Cécile Petit : Même s'il est difficile, à partir du fichier des accidents, d'attribuer à l'usager l'entière responsabilité d'un accident (il est souvent le résultat de multiples facteurs), nous communiquons depuis des années sur ce sujet. Ainsi, en 2005, 48% des cyclomotoristes et 39% des motocyclistes sont présumés responsables de l'accident dans lequel ils ont été impliqués. Ceci dit, il n'est pas dans nos intentions de stigmatiser cette catégorie d'usagers de la route. Il existe de nombreux conducteurs de deux-roues motorisés prudents et respectueux des règles. Mais, du fait de leur vulnérabilité, les conducteurs de deux-roues motorisés sont les premières victimes en cas d'accidents. C'est pourquoi ils doivent davantage prendre en compte les risques auxquels ils s'exposent, en respectant le code de la route qui est là pour les protéger et en anticipant les comportements des autres usagers. Toutes les études montrent qu'ils surestiment souvent leur capacité de réaction en cas d'événement fortuit, ce qui les met en danger lorsqu'un tel événement survient. Pour ces raisons, il n'est pas envisageable d'apporter des aménagements à la réglementation relative aux limitations de vitesse que doivent respecter les deux-roues motorisés. Concernant la pratique de la circulation entre les files, c'est une pratique dangereuse pour les usagers de deux-roues motorisés, car l'espace réduit entre les automobiles rend les conducteurs de deux-roues motorisés très vulnérables au moindre écart de trajectoire. Bien qu'une tolérance existe lorsque les files de voitures sont arrêtées ou circulent à très faible allure, je suis défavorable à la réglementation de cette pratique car elle ne m'apparaît pas de nature à sauver des vies. Pour le stationnement des deux-roues ordonné en zone urbaine, cette question relève de la compétence des autorités de police locale.

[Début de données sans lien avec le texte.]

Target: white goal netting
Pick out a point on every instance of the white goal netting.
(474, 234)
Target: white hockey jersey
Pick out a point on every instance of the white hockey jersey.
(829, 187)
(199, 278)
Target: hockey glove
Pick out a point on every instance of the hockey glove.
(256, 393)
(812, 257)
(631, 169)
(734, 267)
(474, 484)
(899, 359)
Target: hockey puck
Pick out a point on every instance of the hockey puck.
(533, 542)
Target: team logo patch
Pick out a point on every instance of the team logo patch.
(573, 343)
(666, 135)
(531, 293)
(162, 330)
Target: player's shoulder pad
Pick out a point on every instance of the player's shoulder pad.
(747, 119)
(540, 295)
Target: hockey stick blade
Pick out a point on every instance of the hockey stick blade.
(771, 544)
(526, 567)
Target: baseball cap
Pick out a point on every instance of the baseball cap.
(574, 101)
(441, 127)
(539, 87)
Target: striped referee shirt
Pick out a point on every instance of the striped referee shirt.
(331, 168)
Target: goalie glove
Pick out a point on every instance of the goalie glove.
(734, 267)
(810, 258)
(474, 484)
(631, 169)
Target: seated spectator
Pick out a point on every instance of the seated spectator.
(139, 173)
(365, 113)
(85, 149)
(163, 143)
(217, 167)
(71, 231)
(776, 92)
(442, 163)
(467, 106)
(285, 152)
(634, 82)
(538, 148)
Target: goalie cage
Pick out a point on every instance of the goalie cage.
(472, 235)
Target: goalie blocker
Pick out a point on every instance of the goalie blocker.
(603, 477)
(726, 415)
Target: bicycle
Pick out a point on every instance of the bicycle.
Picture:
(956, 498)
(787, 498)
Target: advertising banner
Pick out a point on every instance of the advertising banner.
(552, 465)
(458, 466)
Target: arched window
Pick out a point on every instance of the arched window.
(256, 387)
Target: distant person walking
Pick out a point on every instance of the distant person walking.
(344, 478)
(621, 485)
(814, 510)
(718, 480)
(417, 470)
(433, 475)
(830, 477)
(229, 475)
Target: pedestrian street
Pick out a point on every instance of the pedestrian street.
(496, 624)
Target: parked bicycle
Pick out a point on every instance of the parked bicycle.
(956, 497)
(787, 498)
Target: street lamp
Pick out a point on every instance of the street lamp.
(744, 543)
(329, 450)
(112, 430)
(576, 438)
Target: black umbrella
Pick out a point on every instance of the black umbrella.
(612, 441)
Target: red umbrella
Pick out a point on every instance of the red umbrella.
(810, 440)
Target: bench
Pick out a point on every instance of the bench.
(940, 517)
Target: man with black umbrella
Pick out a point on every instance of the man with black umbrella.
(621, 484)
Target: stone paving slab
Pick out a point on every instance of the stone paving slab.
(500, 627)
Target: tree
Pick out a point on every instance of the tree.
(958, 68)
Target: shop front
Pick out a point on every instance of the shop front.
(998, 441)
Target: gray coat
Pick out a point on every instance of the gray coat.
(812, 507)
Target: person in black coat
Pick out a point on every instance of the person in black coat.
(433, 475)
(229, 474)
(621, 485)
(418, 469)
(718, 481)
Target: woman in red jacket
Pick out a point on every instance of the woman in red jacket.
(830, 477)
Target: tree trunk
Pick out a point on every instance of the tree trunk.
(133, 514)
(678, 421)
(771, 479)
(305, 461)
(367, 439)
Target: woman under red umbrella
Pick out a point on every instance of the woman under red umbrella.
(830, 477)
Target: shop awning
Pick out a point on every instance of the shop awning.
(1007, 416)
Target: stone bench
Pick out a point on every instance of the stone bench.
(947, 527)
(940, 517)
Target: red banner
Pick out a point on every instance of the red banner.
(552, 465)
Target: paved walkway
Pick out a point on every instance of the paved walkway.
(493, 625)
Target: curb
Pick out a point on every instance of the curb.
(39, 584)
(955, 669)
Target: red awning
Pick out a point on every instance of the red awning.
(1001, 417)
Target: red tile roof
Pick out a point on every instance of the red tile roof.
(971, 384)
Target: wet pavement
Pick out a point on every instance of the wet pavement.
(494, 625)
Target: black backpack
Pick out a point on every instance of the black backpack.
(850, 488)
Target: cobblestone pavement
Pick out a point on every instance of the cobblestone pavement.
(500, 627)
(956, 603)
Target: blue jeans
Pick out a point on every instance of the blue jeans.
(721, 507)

Moto-Net.Com : Quelle est votre expérience du monde des deux-roues ? Avez-vous déjà fait de la moto ou du scooter, en tant que conductrice ou passagère ? Votre entourage ? Vos enfants ?
Cécile Petit : J'ai conduit dans ma jeunesse un cyclomoteur et l'une de mes filles roule en scooter. Je suis donc sensibilisée aux dangers auxquels un conducteur d'un deux-roues motorisé est exposé, mais je comprends aussi les avantages qu'offre ce moyen de locomotion dans une grande ville comme Paris.
Moto-Net.Com : Et si vous aviez une baguette magique ?
Cécile Petit : Je rêverais d'une route où circulent en toute quiétude et amitié cyclomoteurs, scooters, motocyclettes et voitures, sans oublier les piétons. Un monde idéal, quoi...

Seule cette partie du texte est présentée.